CamTrack Visual Face Tracking

CamTrack is a system to visually track the movements of a user's head as captured using a webcam. These movements are analysed to generate event responses which are communicated to X and GOK via an emulated mouse. GOK can then be used to navigate the user interface in a highly configurable way.

This project is one of 11 within GNOME (see SummerOfCode) supported by Google's Summer of Code program. Thank you Chris, Natalie & co. at Google, and jrb, seth, luis, clarkbw & co. at GNOME!

CamTrack is currently alpha software; portions of the system are incomplete or missing. Feature requests, complaints, bug reports and general comments are welcomed.


  • Tracks face position in three degrees of freedom
  • Interfaces directly to X as an additional pointing device
  • Controls x- and y-movement of pointer or GOK control point
  • Generates selection events in response to head motion or 'dwelling'
  • Supports ieee-1394 (firewire) webcams and standard firewire digital cameras
  • Supports video4linux capture devices (including USB webcams)

In the pipeline...

  • Easy-to-use configuration & calibration utility

  • Eye and mouth tracking, allowing control by facial orientation
  • Generalised face gesture recognition


Not much going on here at the minute, I know, but bear with me!

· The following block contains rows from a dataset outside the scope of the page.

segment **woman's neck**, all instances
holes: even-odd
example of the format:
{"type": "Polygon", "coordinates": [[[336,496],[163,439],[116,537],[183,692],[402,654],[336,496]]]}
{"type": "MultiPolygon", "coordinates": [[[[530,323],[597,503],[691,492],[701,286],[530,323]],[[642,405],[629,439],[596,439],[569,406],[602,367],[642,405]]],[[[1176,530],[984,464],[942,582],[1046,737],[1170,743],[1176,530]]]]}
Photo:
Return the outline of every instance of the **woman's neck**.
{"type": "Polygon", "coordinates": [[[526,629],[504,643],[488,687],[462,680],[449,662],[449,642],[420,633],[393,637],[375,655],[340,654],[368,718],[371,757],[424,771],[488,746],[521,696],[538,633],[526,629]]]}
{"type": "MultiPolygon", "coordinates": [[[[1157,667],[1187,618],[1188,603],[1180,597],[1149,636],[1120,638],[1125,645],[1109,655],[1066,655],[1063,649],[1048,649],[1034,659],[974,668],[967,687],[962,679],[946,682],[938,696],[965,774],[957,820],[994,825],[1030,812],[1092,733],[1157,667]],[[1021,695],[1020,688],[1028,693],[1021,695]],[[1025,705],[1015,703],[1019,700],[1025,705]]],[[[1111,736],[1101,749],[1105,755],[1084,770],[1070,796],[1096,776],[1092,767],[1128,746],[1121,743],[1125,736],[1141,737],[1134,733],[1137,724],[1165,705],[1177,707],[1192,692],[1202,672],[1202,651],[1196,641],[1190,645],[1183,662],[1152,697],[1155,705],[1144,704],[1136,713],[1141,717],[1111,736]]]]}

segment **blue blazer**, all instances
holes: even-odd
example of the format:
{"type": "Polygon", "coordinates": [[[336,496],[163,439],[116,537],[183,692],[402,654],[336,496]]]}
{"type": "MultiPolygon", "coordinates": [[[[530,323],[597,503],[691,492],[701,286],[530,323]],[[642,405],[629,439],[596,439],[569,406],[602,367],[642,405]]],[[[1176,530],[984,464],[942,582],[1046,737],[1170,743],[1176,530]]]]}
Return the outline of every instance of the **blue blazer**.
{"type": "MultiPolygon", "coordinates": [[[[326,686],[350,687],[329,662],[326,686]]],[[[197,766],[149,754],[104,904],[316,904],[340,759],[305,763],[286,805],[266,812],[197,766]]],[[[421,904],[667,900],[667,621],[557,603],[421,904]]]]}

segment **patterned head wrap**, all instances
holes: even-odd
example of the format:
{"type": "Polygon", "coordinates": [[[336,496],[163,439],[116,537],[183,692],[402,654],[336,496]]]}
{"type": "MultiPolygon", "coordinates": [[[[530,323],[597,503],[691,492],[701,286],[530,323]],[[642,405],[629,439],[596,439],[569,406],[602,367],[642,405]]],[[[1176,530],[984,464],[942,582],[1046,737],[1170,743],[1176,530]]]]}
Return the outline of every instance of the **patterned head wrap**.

Starting a new job and learning all about a new industry are proving pretty busy work... I'm also waiting for dropline GNOME to include GStreamer 0.10.1 (see below) and deciding on the best way forward for the system.

A reliable and well supported video capture system is a crucial factor in the usability of the system, and as such, I've been planning a library to interface with as many v4l and firewire cameras as possible. GStreamer currently only supports v4l cameras properly, and so I have been directly dealing with libdc1394 and v4l directly. However, I've been looking at the new stable 0.10.1 GStreamer and it now seems to support firewire and v4l sources as well as v4ljpeg (OV519) cameras. This makes a new capture library redundant, so it looks like CamTrack is going to become a GStreamer app (to some extent) from now on.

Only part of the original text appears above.